Vor diesem Hintergrund erschließt sich – so der zweite Aspekt – nicht nur die im Rückblick noch gestiegene Bedeutung des Volksentscheids, sondern auch die Heftigkeit der damaligen Auseinandersetzung. Dass die beiden Konzessionsinhaber und Unternehmensverbände Sturm laufen würden, war nachvollziehbar und absehbar. Dass aber die Hamburger SPD unter der Führung von Scholz sich mit großem Engagement in deren Bündnis einreihte und dass in diesem Gefolge sich nennenswerte Teile der Gewerkschaften neutralisieren ließen, war bemerkenswert. Dabei war ziemlich früh klar, dass die Initiative um den BUND, die Verbraucherzentrale und den Kirchenkreis Hamburg-Ost gerade aus der Mitgliedschaft der SPD und der Gewerkschaften viel Zuspruch und Unterstützung erhalten würde, insb. nachdem das Hamburger Abendblatt einen damals viel beachteten „Faktencheck“ veröffentlichte. Dass es dann sogar für die knappe Mehrheit reichte, machte deutlich, wie stark die Unterstützung der Volksinitiative gerade aus diesen Kreisen war.

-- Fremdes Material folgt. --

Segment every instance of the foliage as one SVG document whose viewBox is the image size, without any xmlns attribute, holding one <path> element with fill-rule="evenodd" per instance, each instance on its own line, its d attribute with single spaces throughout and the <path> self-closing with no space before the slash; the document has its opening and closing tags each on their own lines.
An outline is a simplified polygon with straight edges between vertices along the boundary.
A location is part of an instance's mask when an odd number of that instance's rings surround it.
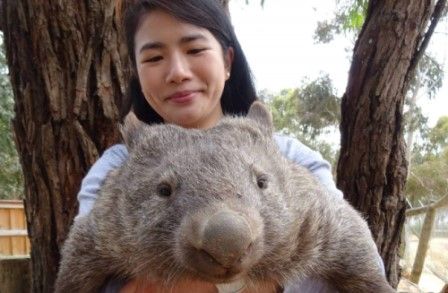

Vermutlich hat das auch dazu beigetragen, dass der damalige Fraktionsvorsitzende der SPD noch in der Nacht der Abstimmung die ersten Schritte für die Umsetzung des Volksentscheids skizzierte – und es sah nicht so aus, als litte er dabei.

Bleibt ein drittes: Für alle beteiligten Organisationen, je für sich, aber auch für die Kontexte, in denen sie wirken, und die Gesellschaft als Ganze wäre es sinnvoll, solche Auseinandersetzungen, die auch mit teilweise großen internen Spannungen einhergingen, in angemessener Öffentlichkeit auszuwerten, mit zeitlichem Abstand und Sorgfalt.

Das aber ist weitgehend ausgeblieben. Im kirchlichen Kontext wurde in erster Linie und ängstlich dem Vorwurf nachgegangen, dass für dieses Engagement auch Kirchensteuermittel verwendet wurden, in den Gewerkschaften hörte man es – auch aus den Führungsetagen – etwas rumpeln und in der SPD schien man froh zu sein, jetzt das ohnehin mehrheitlich Gewünschte umsetzen zu können. So aber, das ist zu befürchten, lernt niemand wirklich etwas aus dem ganzen Geschehen: Irgendwie wirkten alle froh, dass die Gefahr, die sich aus der Konkretisierung von Grundsatzbeschlüssen ergeben hat, vorüber ist. Auch was das im Umgang mit dem – aus meiner Sicht  nicht unproblematischen – plebiszitären Instrument bedeutet, ist nur im politischen Alltag vollzogen, nicht wirklich aufgearbeitet worden. Dabei wäre genau das wichtig, damit alle je für sich und gemeinsam aus solchen Prozessen des Erfolgs und des Scheiterns lernen.